Got some reaction on Sunday's Editor's Desk column about my conversation with Ernie Dollar re the Chapel Hill Museum ("Does Chapel Hill care about its history?)
One reader thought it was particularly strong. That surprised me since all I said was that spending $16 million on a bigger library and not $49,000 on the museum didn't seem to make any sense. I was going for a thought piece that got at the broader issues Ernie was depressed about, which is that Chapel Hill is a hard place to sell history.
Today a reader e-mailed this comment:
I read your article on the Chapel Hill Museum which I found interesting. I must admit, although I have heard of the Museum and know where it is located, I have never visited it and most of the people I know have never even heard of it.

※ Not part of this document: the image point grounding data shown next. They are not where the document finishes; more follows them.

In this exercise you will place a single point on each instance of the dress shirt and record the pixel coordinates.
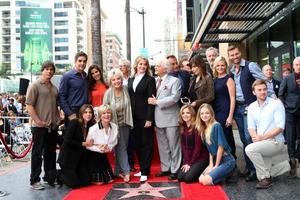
(256, 73)
(73, 91)
(265, 117)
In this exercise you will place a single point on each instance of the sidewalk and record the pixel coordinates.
(14, 179)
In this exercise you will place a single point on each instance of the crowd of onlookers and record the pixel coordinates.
(189, 107)
(12, 106)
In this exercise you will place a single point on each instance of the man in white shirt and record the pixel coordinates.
(266, 121)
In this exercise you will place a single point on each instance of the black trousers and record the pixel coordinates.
(131, 149)
(75, 178)
(194, 172)
(292, 130)
(144, 145)
(230, 139)
(44, 147)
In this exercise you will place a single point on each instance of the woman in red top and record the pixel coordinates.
(194, 153)
(97, 86)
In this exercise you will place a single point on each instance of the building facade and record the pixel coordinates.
(69, 32)
(113, 49)
(268, 32)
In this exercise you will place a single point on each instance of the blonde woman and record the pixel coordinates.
(194, 153)
(141, 86)
(104, 134)
(118, 99)
(224, 102)
(221, 162)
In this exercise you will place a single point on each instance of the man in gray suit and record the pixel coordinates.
(166, 116)
(289, 94)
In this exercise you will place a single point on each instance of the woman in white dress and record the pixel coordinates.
(105, 137)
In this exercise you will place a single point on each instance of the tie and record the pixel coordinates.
(158, 83)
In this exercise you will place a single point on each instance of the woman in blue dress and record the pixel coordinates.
(221, 162)
(224, 101)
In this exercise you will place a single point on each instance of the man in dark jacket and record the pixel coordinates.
(289, 94)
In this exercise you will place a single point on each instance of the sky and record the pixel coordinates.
(156, 12)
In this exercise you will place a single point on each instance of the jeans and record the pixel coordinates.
(44, 147)
(121, 157)
(269, 158)
(241, 121)
(194, 172)
(226, 166)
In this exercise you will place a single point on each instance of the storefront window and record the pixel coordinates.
(280, 33)
(252, 50)
(263, 48)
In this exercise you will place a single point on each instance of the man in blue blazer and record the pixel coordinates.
(289, 93)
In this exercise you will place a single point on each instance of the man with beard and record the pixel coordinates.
(244, 74)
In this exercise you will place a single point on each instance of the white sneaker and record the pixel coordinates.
(2, 193)
(143, 178)
(37, 186)
(138, 174)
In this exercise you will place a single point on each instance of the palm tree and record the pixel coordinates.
(96, 33)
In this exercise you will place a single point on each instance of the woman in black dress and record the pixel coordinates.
(72, 157)
(224, 101)
(141, 86)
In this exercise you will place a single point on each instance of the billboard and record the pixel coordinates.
(36, 38)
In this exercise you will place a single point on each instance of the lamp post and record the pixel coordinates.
(143, 12)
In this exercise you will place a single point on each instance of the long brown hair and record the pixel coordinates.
(217, 60)
(198, 61)
(193, 120)
(201, 126)
(91, 80)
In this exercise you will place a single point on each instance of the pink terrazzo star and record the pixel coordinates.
(144, 189)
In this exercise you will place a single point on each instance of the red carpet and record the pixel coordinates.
(188, 191)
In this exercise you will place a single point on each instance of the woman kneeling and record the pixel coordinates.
(105, 137)
(221, 162)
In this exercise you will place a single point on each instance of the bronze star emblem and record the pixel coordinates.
(144, 189)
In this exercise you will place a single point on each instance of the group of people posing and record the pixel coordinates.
(191, 113)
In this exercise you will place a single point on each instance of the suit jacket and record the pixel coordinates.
(167, 108)
(276, 86)
(289, 93)
(139, 99)
(72, 152)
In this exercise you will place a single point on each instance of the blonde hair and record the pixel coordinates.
(193, 115)
(136, 62)
(114, 72)
(201, 126)
(217, 60)
(102, 109)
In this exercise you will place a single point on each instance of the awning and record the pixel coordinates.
(227, 21)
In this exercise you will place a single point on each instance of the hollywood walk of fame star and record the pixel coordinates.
(144, 189)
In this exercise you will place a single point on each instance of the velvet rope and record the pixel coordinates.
(14, 155)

I think it is fine if the Museum continues, even with town dollars, but I can't help but think, at the same time, of the human needs that go unseen and unheard of and unfunded in our community.

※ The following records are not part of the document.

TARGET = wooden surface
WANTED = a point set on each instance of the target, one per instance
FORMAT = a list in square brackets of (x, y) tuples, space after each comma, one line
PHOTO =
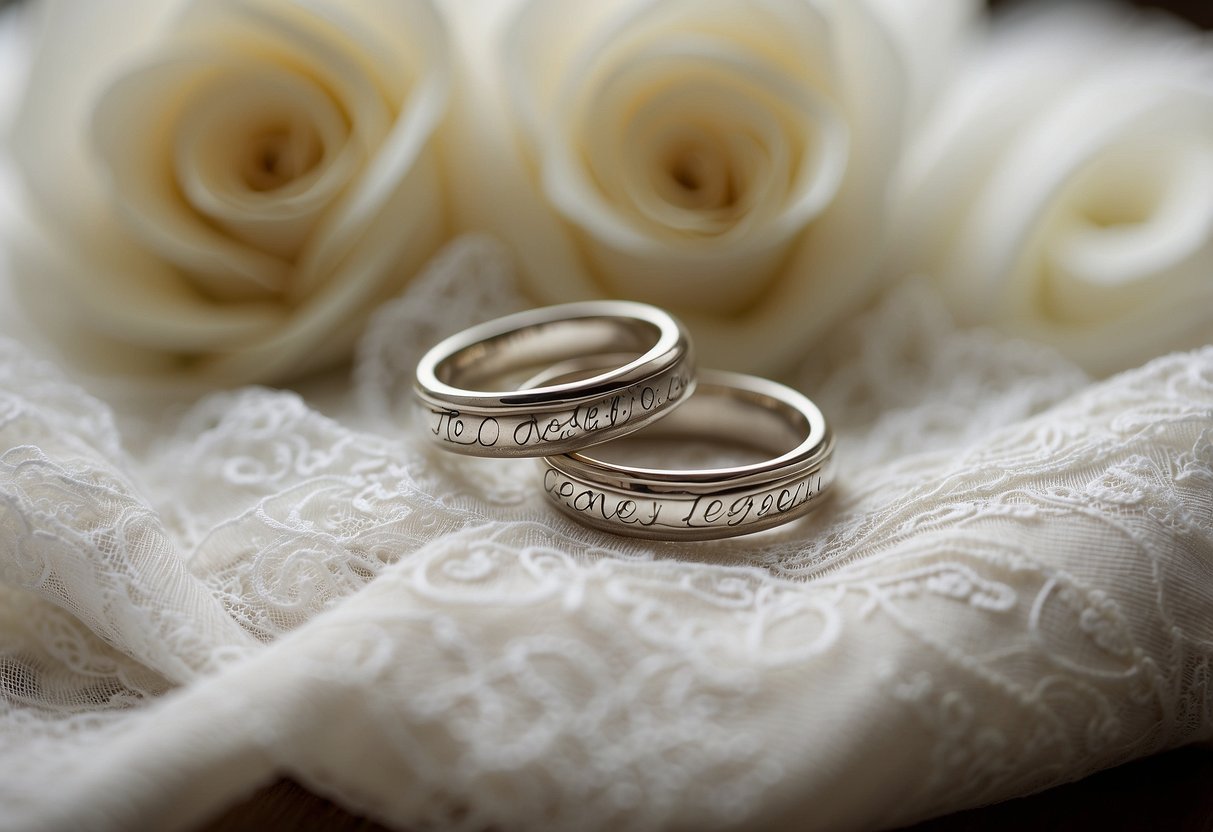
[(1171, 792)]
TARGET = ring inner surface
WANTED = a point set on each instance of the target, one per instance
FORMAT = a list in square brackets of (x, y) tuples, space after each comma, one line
[(504, 362), (716, 427)]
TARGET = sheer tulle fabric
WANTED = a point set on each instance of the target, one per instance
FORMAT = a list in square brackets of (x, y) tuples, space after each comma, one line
[(1011, 588)]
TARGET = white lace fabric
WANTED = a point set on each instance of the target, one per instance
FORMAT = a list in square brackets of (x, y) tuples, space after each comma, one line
[(1011, 587)]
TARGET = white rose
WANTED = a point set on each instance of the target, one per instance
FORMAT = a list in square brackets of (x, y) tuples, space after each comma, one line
[(727, 159), (1064, 189), (229, 187)]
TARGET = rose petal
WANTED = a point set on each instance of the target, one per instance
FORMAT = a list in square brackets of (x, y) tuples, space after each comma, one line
[(402, 36), (79, 50), (263, 154), (140, 163), (1145, 227), (325, 326), (711, 85)]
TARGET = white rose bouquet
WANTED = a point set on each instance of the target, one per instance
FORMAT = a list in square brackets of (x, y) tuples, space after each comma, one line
[(228, 188), (728, 160)]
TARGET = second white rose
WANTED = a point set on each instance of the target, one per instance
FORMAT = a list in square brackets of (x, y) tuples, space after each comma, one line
[(725, 159)]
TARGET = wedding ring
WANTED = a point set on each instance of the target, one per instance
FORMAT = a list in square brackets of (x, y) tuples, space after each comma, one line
[(654, 372), (711, 502)]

The reader, Marywinne Sherwood is on the board of the Boys & Girls Clubs of Eastern Piedmont-Orange County Club. She says the group has hired a director, will open its first club in Siler City on Wednesday, June 30, and is working toward opening a club in the Pine Knolls community of Chapel Hill. I pointed her to last Wednesday's story about the local Juneteenth celebration that reported on the Boys and Girls club effort here and asked her to keep in touch.

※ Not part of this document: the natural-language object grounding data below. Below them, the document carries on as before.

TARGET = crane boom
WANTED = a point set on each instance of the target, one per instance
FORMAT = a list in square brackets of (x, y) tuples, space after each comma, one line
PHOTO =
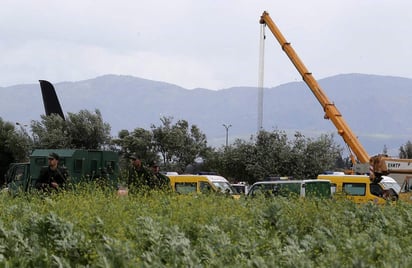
[(331, 112)]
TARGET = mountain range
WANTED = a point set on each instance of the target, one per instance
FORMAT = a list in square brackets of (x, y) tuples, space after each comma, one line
[(377, 108)]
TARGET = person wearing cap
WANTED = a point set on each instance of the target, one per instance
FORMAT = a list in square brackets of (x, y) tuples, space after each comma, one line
[(52, 177), (158, 180), (139, 176)]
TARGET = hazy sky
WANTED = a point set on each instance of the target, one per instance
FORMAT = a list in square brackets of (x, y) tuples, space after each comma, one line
[(210, 44)]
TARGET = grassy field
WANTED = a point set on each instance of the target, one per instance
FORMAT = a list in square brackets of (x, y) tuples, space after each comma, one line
[(94, 227)]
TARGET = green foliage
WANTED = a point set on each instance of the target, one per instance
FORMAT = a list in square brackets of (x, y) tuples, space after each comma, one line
[(15, 145), (179, 144), (274, 154), (93, 227)]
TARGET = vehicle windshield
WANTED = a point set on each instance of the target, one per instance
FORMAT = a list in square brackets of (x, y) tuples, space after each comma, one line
[(390, 184), (318, 189), (224, 187)]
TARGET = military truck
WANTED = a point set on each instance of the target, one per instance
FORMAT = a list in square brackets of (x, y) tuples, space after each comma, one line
[(81, 165)]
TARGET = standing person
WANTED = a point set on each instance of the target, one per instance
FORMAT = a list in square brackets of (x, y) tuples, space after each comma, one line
[(52, 177), (158, 180), (139, 176)]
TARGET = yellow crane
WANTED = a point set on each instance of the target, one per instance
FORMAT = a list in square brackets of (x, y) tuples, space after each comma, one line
[(377, 165)]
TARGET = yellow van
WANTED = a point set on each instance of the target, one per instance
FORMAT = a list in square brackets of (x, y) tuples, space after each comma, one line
[(185, 184), (360, 189)]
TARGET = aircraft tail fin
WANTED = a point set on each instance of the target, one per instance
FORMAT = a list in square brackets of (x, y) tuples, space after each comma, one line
[(50, 100)]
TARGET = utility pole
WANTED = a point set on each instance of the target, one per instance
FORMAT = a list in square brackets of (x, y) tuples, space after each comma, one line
[(227, 132)]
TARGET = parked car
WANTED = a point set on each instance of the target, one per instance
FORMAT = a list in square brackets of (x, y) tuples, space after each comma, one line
[(185, 184)]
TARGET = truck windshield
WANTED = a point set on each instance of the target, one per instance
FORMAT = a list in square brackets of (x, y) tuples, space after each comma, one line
[(390, 184), (318, 189)]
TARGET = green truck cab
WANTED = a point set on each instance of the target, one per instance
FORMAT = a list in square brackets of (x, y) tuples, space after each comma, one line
[(81, 165)]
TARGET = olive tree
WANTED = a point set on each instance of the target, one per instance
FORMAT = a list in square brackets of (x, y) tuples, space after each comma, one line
[(179, 144), (15, 145), (274, 154)]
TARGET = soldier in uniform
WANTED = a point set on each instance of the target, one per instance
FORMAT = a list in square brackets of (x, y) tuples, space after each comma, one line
[(52, 177)]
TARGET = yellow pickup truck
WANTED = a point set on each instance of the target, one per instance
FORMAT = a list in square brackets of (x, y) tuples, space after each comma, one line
[(185, 184)]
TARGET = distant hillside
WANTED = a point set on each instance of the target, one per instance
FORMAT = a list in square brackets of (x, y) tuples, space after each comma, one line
[(377, 108)]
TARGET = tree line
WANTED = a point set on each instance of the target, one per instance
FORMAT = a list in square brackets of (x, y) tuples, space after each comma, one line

To be fair to the town, I asked staff writer Dave Hart and staff writer Jesse James DeConto if in their reporting on the museum they had understood the museum was to be absorbed into town government some day. Town Manager Roger Stancil said he could find nothing in writing to that effect. Neither Dave, Jesse nor I remember that from our various stories in the museum over the years either. Not to say that's not the case; just that none of us remembers it.